In verità alcuni contratti di lavoro prevedono già forme di congedi di paternità, ma sarebbe la prima volta che ne viene introdotto, per legge e in Italia, l’obbligo. Fino ad oggi, il papà poteva richiedere il congedo parentale facoltativo, ma solo il 6,9 per cento dei padri italiani occupati ne approfittava. Certo, si tratta di un mini-congedo obbligatorio, ma è pur sempre un passo avanti che può contribuire a “far cambiare la mentalità” perché “la maternità non è un fatto solo di donne”, come ha detto recentemente il ministro Fornero. Sinceramente, è difficile davvero capire come tre giorni distribuiti in un arco di tre mesi favoriscano quella condivisione dei compiti di cura che sta tanto a cuore al ministro. La proposta approvata dal Parlamento europeo un anno fa parlava infatti di almeno 15 giorni.

Voucher per pagare le baby sitter

L’altra novità rilevante della riforma del lavoro “pro matre” concerne i voucher per pagare le baby sitter. All‘art. 56 lett. b) del ddl è disciplinata “la possibilità di concedere alla madre lavoratrice, al termine del periodo di congedo di maternità, per gli undici mesi successivi e in alternativa al congedo parentale (…) la corresponsione di voucher per l’acquisto di servizi di baby-sitting da richiedere al datore di lavoro”.

Alcuni commentatori hanno classificato questa scelta come una “monetizzazione” dei congedi parentali.
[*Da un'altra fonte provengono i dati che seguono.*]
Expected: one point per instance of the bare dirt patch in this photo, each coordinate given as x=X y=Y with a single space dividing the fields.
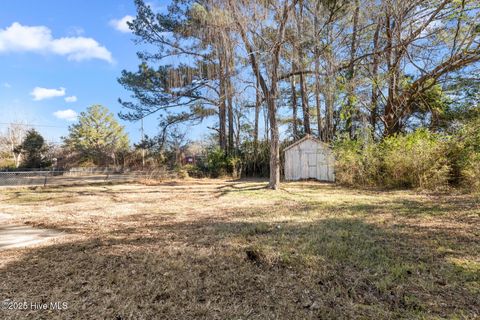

La senatrice dell’ IdV Giuliana Carlino ha affermato in merito: «Oltre al danno la beffa. In questo modo si scoraggia anche l’allattamento così utile nel primo anno di crescita del bambino. Dopo la finta apertura al congedo di paternità, solo 3 giorni, quest’altra trovata del ministro Fornero è davvero preoccupante. Mercificare qualsiasi diritto in nome della supremazia del mercato non é solo sbagliato da un punto di vista etico, ma anche pratico. Non é in questo modo che il Paese riuscirà a uscire dal pantano della crisi».

In effetti i voucher per babysitter sembrano volti ad incoraggiare le madri a tornare al più presto al lavoro, senza fruire del congedo genitoriale (tantomeno incoraggiando i padri a prenderlo) e senza neppure garantire loro e ai loro bambini servizi adeguati sul piano quantitativo e qualitativo. Mentre tutte le ricerche scientifiche sottolineano l´importanza della qualità della cura e delle relazioni nel primo anno di vita del neonato, implicitamente si suggerisce che le cure materne/paterne possono essere indifferentemente sostituite dalle cure di una babysitter. Sicuramente un brutto passo indietro e un uso sbagliato delle poche risorse a disposizione.

In conclusione, dalla grande riforma del mercato del lavoro era lecito aspettarsi un po’ di quello che alcuni chiamano “women friendly”, non solo perché il Ministro del lavoro ha anche la delega alle pari opportunità, ma anche perché è un dato assodato che l’aumento del Pil passa anche dall’incremento del lavoro femminile. E invece, se tutto va bene, l’unico vantaggio che riusciamo ad ottenere è solo un articolo che vieta di mandarci a casa quando abbiamo la pancia. Che non sarà valido neanche per tutte le donne, dal momento che le misure antidiscriminatorie, come appunto la reintroduzione di norme che scoraggino le dimissioni in bianco, o di sostegno, come i voucher, si rivolgono in prevalenza a chi ha un lavoro dipendente, escludendo di fatto le giovani che lavorano a tempo determinato con contratti e collaborazioni precarie. Sarà sufficiente?